TATIEN, après la mort de Justin, resta plusieurs années à
Rome. Il y continua l'école de son maître, professant toujours pour lui une
haute admiration, mais chaque jour s'écartant de plus en plus de son esprit.
Il compta des élèves distingués, entre autres l'Asiate Rhodon, fécond
écrivain, qui devint plus tard un des soutiens de l'orthodoxie contre Marcion
et Apelle. Ce fut probablement dans les premières années du règne de Marc
Aurèle que Tatien composa cet écrit, dur et incorrect de style, parfois vif et
piquant, qui passé, à bon droit, pour un des monuments les plus originaux de
l'apologétique chrétienne au IIe siècle. L'ouvrage est intitulé Contre les Grecs. La haine de Justin avait pris pour base de son apologie un sentiment
plus large. Il avait rêvé une conciliation des dogmes chrétiens et de la
philosophie grecque. C'était là certainement une grande illusion. Il ne
fallait pas beaucoup d'efforts pour voir que la philosophie grecque,
essentiellement rationnelle, et la foi nouvelle, procédant du surnaturel,
étaient deux ennemies, dont l'une devait rester sur le carreau. La méthode
apologétique de saint Justin est étroite et périlleuse pour la foi. Tatien le
sent, et c'est sur les ruines mêmes de la philosophie grecque qu'il cherche à
élever l'édifice du christianisme. Comme son maître, Tatien possédait une
érudition grecque étendue ; comme lui, il n'avait aucune critique et mêlait
de la façon la plus arbitraire l'authentique et l'apocryphe, ce qu'il savait
et ce qu'il ne savait pas. Tatien est un esprit sombre, lourd, violent, plein
de colère contre la civilisation et contre la philosophie grecque, à laquelle
il préfère hautement l'Orient, ce qu'il appelle la philosophie barbare. Une
érudition de chétif aloi, comme celle que Josèphe avait déployée dans son
ouvrage contre Apion, vient ici à son aide. Moïse est, selon lui, bien plus
ancien qu'Homère. Les Grecs n'ont rien inventé par eux-mêmes ; ils ont tout
appris des autres peuples, notamment des Orientaux. Ils n'ont excellé que
dans l'art d'écrire ; pour le fond des idées, ils sont inférieurs aux autres
nations. Les grammairiens sont la cause de tout le mal ; ce sont eux qui, par
leurs mensonges, ont embelli l'erreur et créé cette réputation usurpée qui
est le principal obstacle au triomphe de la vérité. Les écrivains assyriens,
phéniciens, égyptiens, voilà les vraies autorités ! Loin d'améliorer qui que ce soit, la philosophie grecque
n'a pas su préserver ses adeptes des plus grands crimes. Diogène était
intempérant ; Platon, gourmand ; Aristote, servile. Les philosophes ont eu
tous les vices ; c'étaient des aveugles qui dissertaient avec des sourds. Les
lois des Grecs ne valent pas mieux que leur philosophie ; elles diffèrent les
unes des autres ; or la bonne loi devrait être commune à tous les hommes.
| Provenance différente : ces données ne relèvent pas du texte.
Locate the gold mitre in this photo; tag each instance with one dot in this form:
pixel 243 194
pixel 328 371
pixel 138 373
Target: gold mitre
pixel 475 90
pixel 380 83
Chez les chrétiens, au contraire, nul dissentiment. Riches, pauvres, hommes,
femmes ont les mêmes opinions. - Par une amère ironie du sort, Tatien devait
mourir hérétique et prouver que le christianisme n'est pas plus à l'abri que la
philosophie des schismes et des divisions de parti. Justin et Tatien, bien qu'amis durant leur vie,
représentent déjà de la manière la plus caractérisée les deux attitudes
opposées que prendront un jour les apologistes chrétiens à l'égard de la
philosophie. Les uns, au fond Hellènes, tout en reprochant à la société
païenne le relâchement de ses moeurs, admettront ses arts, sa culture
générale, sa philosophie. Les autres, Syriens ou Africains, ne verront dans
l'hellénisme qu'un amas d'infamies, d'absurdités ; ils préféreront hautement
à la sagesse grecque la sagesse barbare ; l'insulte et le sarcasme seront
leurs armes habituelles. L'école modérée de Justin sembla d'abord l'emporter. Des
écrits tout à fait analogues à ceux du philosophe de Naplouse, en particulier
le Logos
paraeneticos, le Logos adressé aux Hellènes, et le traité De la
monarchie, caractérisés par de nombreuses citations païennes, sibylliques,
pseudo-chaldéennes, vinrent se grouper autour de ses oeuvres principales. On
était naïf encore. L'auteur inconnu du Logos paraeneticos, le tolérant Athénagore,
l'adroit Minucius Felix, Clément d'Alexandrie et, jusqu'à un certain point,
Théophile d'Antioche, cherchent à tous les dogmes des fondements rationnels.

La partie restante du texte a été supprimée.